Ci ho pensato un po' a quale release scegliere per scrivere per la prima volta dei Vidoll su DeBaser: pensavo di iniziare dal primo album, o dal recente best, ma alla fine ho optato per Romanesque Gothic perché nei cinque brani che lo compongono questo mini-album esprime tutta, o comunque esemplarmente, l'anima di questo gruppo. Anzitutto la contraddittorietà e l'ambivalenza di cui sopra, espressa in ogni aspetto a partire dal rapporto parole/musica: per esempio, [F] Stein to [M]  (quegli angolini sarebbero le virgolette dei giapponesi) apre l'album in maniera enorme, drammatica, epica, trionfale, t'immagini un melodrammone tragicissimo, ma poi vai a leggere il testo e scopri che parla nero su bianco degli abusi sui bambini. 6 minuti di s-concerto ed arriva Ningyo, traccia allegrissima e singolo estivo in cui si narra la fiaba dell'amore fra un uomo ed una sirena. Continua l'ambiguità con la disarmante Miren, che inzia come un boogie-woogie e s'alterna a stacchi netti con un thrash metal tutto growlato, e poi l'assurda Teddy, dedicata dal cantante al suo orsetto di peluche (non sto scherzando) con una melodia davvero dolce e melancolica ed un arrangiamento hard rock ovvimente contraddittorio. Chiude l'album Sayonara, una bella ballata (???) che funge da happy ending, a tratti speed metal ed a tratti fiaba della buonanotte, continuamente interrotta, ripresa, rallentata, velocizzata, addolcita, abbrutita, mutata.

La musica dei Vidoll, quindi, si basa sulla continua contraddizione con sé stessa e contemporanemante sulla grande coerenza ad una ragionata frammentarietà.
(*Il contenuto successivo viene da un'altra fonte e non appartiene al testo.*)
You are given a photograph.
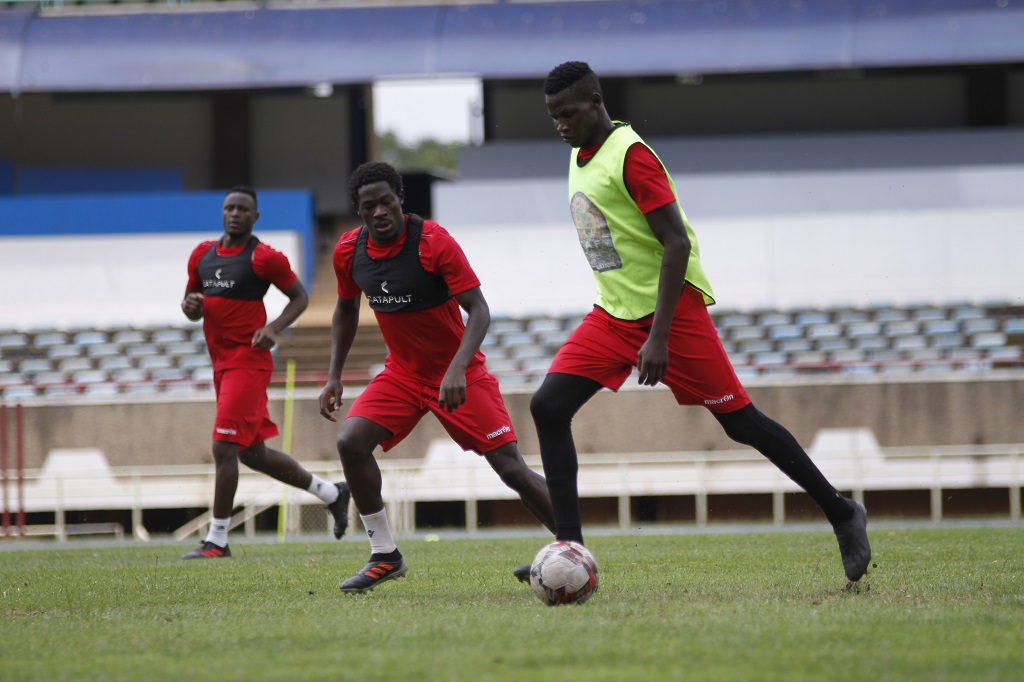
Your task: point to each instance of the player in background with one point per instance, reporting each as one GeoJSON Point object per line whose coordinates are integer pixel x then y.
{"type": "Point", "coordinates": [227, 280]}
{"type": "Point", "coordinates": [415, 278]}
{"type": "Point", "coordinates": [651, 313]}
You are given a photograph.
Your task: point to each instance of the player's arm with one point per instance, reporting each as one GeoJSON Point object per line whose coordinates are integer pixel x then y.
{"type": "Point", "coordinates": [343, 327]}
{"type": "Point", "coordinates": [192, 305]}
{"type": "Point", "coordinates": [298, 299]}
{"type": "Point", "coordinates": [453, 388]}
{"type": "Point", "coordinates": [667, 225]}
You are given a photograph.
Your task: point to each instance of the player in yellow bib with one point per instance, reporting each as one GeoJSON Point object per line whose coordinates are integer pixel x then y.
{"type": "Point", "coordinates": [650, 313]}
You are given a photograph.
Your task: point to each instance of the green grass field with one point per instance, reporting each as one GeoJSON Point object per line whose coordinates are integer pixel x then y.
{"type": "Point", "coordinates": [942, 603]}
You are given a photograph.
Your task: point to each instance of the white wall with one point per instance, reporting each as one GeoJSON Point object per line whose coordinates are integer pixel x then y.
{"type": "Point", "coordinates": [777, 240]}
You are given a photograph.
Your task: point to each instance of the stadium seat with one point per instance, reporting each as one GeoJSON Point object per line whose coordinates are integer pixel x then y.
{"type": "Point", "coordinates": [75, 364]}
{"type": "Point", "coordinates": [35, 366]}
{"type": "Point", "coordinates": [114, 363]}
{"type": "Point", "coordinates": [91, 338]}
{"type": "Point", "coordinates": [18, 392]}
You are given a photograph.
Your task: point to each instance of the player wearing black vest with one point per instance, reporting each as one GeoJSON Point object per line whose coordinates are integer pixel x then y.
{"type": "Point", "coordinates": [417, 281]}
{"type": "Point", "coordinates": [227, 280]}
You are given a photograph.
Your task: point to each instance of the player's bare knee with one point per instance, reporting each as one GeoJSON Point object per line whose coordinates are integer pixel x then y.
{"type": "Point", "coordinates": [224, 453]}
{"type": "Point", "coordinates": [349, 451]}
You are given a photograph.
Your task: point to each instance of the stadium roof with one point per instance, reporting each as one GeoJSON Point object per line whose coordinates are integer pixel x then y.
{"type": "Point", "coordinates": [266, 45]}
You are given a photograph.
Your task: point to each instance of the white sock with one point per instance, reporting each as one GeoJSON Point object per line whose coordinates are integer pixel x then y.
{"type": "Point", "coordinates": [326, 491]}
{"type": "Point", "coordinates": [218, 531]}
{"type": "Point", "coordinates": [379, 533]}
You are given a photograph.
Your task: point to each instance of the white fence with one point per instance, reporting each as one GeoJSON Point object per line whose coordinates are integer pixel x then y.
{"type": "Point", "coordinates": [76, 480]}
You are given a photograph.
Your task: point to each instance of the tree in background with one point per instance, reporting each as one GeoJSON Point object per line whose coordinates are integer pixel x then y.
{"type": "Point", "coordinates": [427, 155]}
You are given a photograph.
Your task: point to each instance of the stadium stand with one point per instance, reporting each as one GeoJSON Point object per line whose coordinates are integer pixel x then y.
{"type": "Point", "coordinates": [883, 338]}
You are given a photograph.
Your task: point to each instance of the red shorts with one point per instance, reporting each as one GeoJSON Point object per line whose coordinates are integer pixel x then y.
{"type": "Point", "coordinates": [605, 349]}
{"type": "Point", "coordinates": [397, 401]}
{"type": "Point", "coordinates": [242, 414]}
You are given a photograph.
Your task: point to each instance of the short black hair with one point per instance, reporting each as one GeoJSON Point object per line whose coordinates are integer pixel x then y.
{"type": "Point", "coordinates": [244, 189]}
{"type": "Point", "coordinates": [576, 75]}
{"type": "Point", "coordinates": [374, 171]}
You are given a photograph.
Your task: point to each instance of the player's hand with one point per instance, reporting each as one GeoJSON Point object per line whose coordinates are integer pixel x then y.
{"type": "Point", "coordinates": [192, 305]}
{"type": "Point", "coordinates": [330, 399]}
{"type": "Point", "coordinates": [652, 361]}
{"type": "Point", "coordinates": [264, 338]}
{"type": "Point", "coordinates": [453, 391]}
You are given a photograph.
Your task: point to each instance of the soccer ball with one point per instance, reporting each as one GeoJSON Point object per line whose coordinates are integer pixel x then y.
{"type": "Point", "coordinates": [563, 572]}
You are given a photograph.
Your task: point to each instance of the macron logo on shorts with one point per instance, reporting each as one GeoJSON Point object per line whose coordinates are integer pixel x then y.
{"type": "Point", "coordinates": [495, 434]}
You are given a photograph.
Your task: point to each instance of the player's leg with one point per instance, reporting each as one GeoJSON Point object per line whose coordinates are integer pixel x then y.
{"type": "Point", "coordinates": [699, 373]}
{"type": "Point", "coordinates": [228, 430]}
{"type": "Point", "coordinates": [225, 482]}
{"type": "Point", "coordinates": [285, 468]}
{"type": "Point", "coordinates": [482, 424]}
{"type": "Point", "coordinates": [355, 445]}
{"type": "Point", "coordinates": [553, 408]}
{"type": "Point", "coordinates": [529, 485]}
{"type": "Point", "coordinates": [849, 518]}
{"type": "Point", "coordinates": [596, 354]}
{"type": "Point", "coordinates": [383, 415]}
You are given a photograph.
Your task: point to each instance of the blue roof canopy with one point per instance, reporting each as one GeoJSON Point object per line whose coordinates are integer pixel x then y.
{"type": "Point", "coordinates": [286, 46]}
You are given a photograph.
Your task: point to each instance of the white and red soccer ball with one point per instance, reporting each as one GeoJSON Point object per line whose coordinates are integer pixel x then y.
{"type": "Point", "coordinates": [563, 572]}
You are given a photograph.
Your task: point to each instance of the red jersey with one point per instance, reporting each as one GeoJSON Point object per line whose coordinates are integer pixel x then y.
{"type": "Point", "coordinates": [644, 177]}
{"type": "Point", "coordinates": [229, 324]}
{"type": "Point", "coordinates": [422, 342]}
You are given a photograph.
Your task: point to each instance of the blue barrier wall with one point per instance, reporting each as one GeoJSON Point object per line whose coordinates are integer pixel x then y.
{"type": "Point", "coordinates": [6, 178]}
{"type": "Point", "coordinates": [150, 213]}
{"type": "Point", "coordinates": [46, 180]}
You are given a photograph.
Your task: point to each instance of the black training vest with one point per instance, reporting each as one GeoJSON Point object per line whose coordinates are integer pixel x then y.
{"type": "Point", "coordinates": [398, 284]}
{"type": "Point", "coordinates": [232, 276]}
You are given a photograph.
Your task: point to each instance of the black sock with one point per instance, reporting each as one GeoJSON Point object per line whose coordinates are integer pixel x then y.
{"type": "Point", "coordinates": [752, 428]}
{"type": "Point", "coordinates": [553, 407]}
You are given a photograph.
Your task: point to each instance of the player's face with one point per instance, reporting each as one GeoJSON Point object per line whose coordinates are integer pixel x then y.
{"type": "Point", "coordinates": [239, 214]}
{"type": "Point", "coordinates": [380, 209]}
{"type": "Point", "coordinates": [577, 119]}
Gli stessi cinque componenti della band provengono da esperienze simili, ma antitetiche, e messi insieme riescono a scontrarsi creativamente dando vita ad uno stile, lo ripeto, indefinibile: c'è molto pop nei Vidoll, ma anche il metal più brutale e non inusuali rimandi a ricordi classici, ma ascoltandoli si evince chiaramente che sono anche conoscitori degli anni '70 e di quanto hanno lasciato alla musica, e mille altre cose. Anche le liriche non sono da meno: i testi dei Vidoll parlano davvero di tutto, dai problemi sociali alle tragiche storie d'amore, dall'invasività dei media alle piccolezze quotidiani e mille altre cose; niente di sfruttabile viene lasciato inespresso. Romanesque Gothic è esemplare nel gioco Dada di mischiare musica e testo: il continuo sperimentare e continuo mesciare, invece di stancare, funziona sempre benissimo e dimostra l'eclettismo della band. Buona parte del merito ce l'ha l'autore, compositore e vocalist è Jui, dalla voce assolutamente riconoscibile che scala le tonalità più alte (al limite per un uomo) come pure sa scendere davvero giù ed è di un'espressività teatrale assoluta, ma anche il bassista Rame, sempre conciato come un'ottocentesca bambolina di porcellana, coi suoi incredibili e funambolici arrangiamenti dimostra la grande ed invidiabile capacità tecnica di questa band. Non so se mai i Vidoll arriveranno a vendere in Italia o a tenere qui un concerto, ma so che si tratta di una grande band capace di far sentire la sua voce nell'ambito dell'art rock internazionale, e questo mi basta.